Not one of these assaults is on any man, not one. That means this is a power and control issue. Not one of them. It is only the women with whom you are in either a sexual or a romantic relationship, and these women, I can say particularly two of these women, have ended up with you laying on hands and that was without healing. You were laying on hands.
This Court has no choice. At some point somebody has to put their foot down that his doesn't make sense at all, because eventually this woman or some other woman is going to be seriously hurt and this is where it stops. The Court is sentencing you, sir, [to] the maximum penalty to this matter is ten years [sic].
Carrington did not object. Nonetheless, he argues on appeal that the circuit court relied on impermissible considerations - specifically, the five domestic violence cases that ended in stets or nol prosses and, hence, did not result in convictions.
In an effort to evade the consequences of his failure to object, Carrington argues that the court imposed an illegal sentence, which he can challenge at any time under Md. Rule 4-345(a). His premise, that the court imposed an illegal sentence, is incorrect.

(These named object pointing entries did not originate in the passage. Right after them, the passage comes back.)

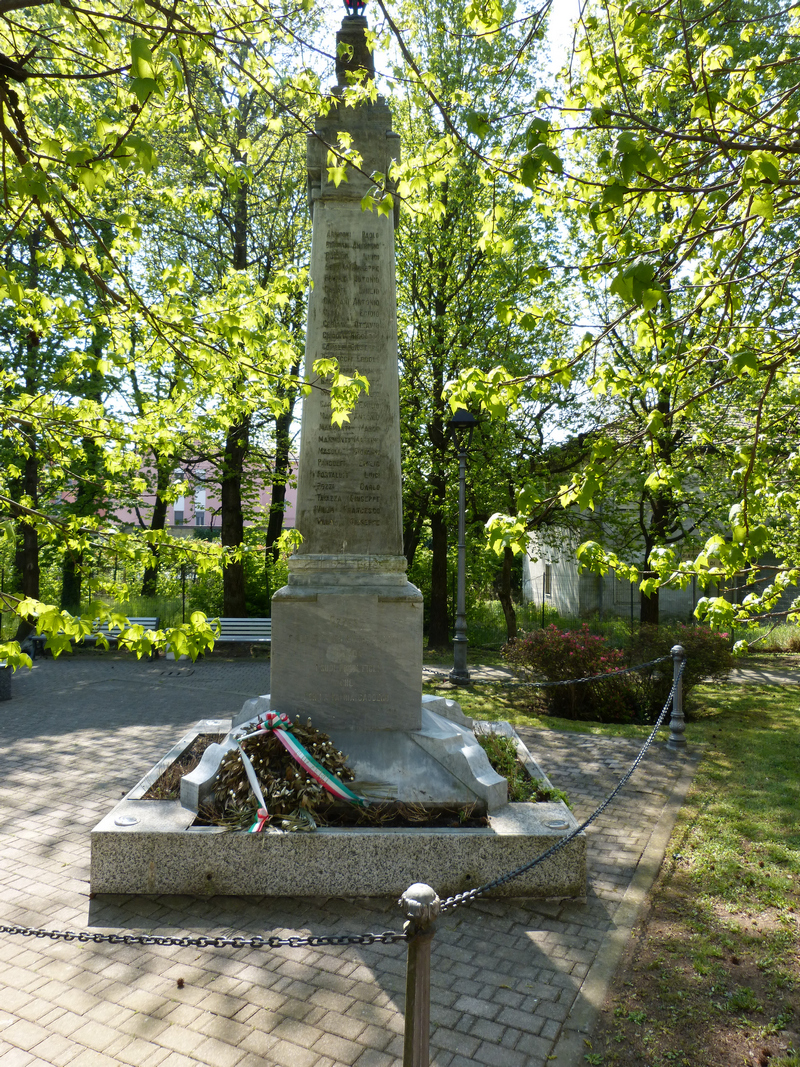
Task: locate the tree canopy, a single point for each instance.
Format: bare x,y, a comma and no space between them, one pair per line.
635,213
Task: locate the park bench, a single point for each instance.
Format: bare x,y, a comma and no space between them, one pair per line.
250,631
112,633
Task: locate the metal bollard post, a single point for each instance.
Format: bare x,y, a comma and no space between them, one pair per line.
677,726
420,906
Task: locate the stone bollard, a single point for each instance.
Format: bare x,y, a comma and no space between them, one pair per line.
677,726
420,905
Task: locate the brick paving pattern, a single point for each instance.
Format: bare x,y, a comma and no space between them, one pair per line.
78,733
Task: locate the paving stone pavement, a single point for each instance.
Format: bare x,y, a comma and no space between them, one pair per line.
512,981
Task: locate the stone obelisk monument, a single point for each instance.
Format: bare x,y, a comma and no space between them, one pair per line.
347,646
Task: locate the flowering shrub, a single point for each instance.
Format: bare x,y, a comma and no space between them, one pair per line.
558,655
561,655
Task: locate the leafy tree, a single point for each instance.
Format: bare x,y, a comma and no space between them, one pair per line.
467,245
674,148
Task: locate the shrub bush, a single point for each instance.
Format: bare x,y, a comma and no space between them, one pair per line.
561,655
558,655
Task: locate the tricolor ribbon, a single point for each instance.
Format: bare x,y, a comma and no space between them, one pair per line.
281,725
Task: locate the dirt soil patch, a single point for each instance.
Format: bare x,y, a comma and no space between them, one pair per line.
702,987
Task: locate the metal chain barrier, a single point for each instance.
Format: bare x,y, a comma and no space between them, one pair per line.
473,894
552,685
387,937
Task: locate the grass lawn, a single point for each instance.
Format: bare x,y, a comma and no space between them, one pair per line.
712,977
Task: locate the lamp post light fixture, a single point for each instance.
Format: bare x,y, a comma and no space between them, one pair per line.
461,428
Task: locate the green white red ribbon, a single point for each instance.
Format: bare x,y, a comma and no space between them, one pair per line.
281,726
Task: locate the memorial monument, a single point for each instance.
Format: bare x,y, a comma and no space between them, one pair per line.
347,630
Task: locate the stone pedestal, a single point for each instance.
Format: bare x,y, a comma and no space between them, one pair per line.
347,630
347,645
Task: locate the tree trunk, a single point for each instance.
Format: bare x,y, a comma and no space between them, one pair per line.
26,556
649,605
505,595
163,473
281,475
237,442
72,580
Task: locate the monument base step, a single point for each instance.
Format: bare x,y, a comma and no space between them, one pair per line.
152,857
152,847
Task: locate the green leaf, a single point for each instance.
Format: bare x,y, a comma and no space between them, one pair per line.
142,63
143,88
478,124
763,205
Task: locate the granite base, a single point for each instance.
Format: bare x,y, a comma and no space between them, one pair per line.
150,847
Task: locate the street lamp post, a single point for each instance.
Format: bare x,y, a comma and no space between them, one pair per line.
461,428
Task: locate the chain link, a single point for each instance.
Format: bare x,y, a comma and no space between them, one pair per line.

Rule 4-345(a) allows a court to "correct an illegal sentence at any time," even if the criminal defendant failed to object at the time of the proceedings. See Bryant v. State, 436 Md. 653, 662 (2014). The rule applies, however, only "to sentences that are 'inherently' illegal." Id. (quoting Chaney v. State, 397 Md. 460, 466 (2007)). An "inherently illegal" sentence is one in which "'there either has been no conviction warranting any sentence for the particular offense or the sentence is not a permitted one for the conviction upon which it was imposed[.]'" Bryant, 436 Md. at 663 (quoting Chaney, 397 Md. at 466). By contrast, if the defendant complains only of a procedural error in sentencing, the complaint does not concern an "illegal" sentence within the meaning of Rule 4-345(a). See Tshiwala v. State, 424 Md. 612, 619 (2012).
The circuit court did not impose an illegal sentence. Carrington had been convicted of the offenses for which he was sentenced - second-degree assault and malicious destruction of property. Moreover, the court imposed a permitted sentence (albeit the maximum sentence) of incarceration for 10 years for assault (Md. Code (2002, 2012 Repl. Vol., 2016 Supp.), § 3-203(b) of the Criminal Law Article) and time-served for malicious destruction. Carrington's real complaint is of a procedural error - the court's alleged reliance on allegedly impermissible considerations. He cannot raise that complaint in a motion under Rule 4-345(a). See Reiger v. State, 170 Md. App. 693, 700 (2006).
Ordinarily, an appellate court will not consider allegations of impermissible considerations in sentencing unless they were raised in or decided by the trial court. See, e.g., Abdul-Maleek v. State, 426 Md. 59, 69 (2012); Chaney v. State, 397 Md. at 466-67. Carrington did not raise any such issue at his sentencing, and the circuit court did not decide it. Hence, Carrington has not preserved that issue for appellate review. Md. Rule 8-131(a); see Md. Rule 4-323(c). Accordingly, we decline to consider it.
JUDGMENTS OF THE CIRCUIT COURT FOR BALTIMORE CITY AFFIRMED; COSTS TO BE PAID BY APPELLANT.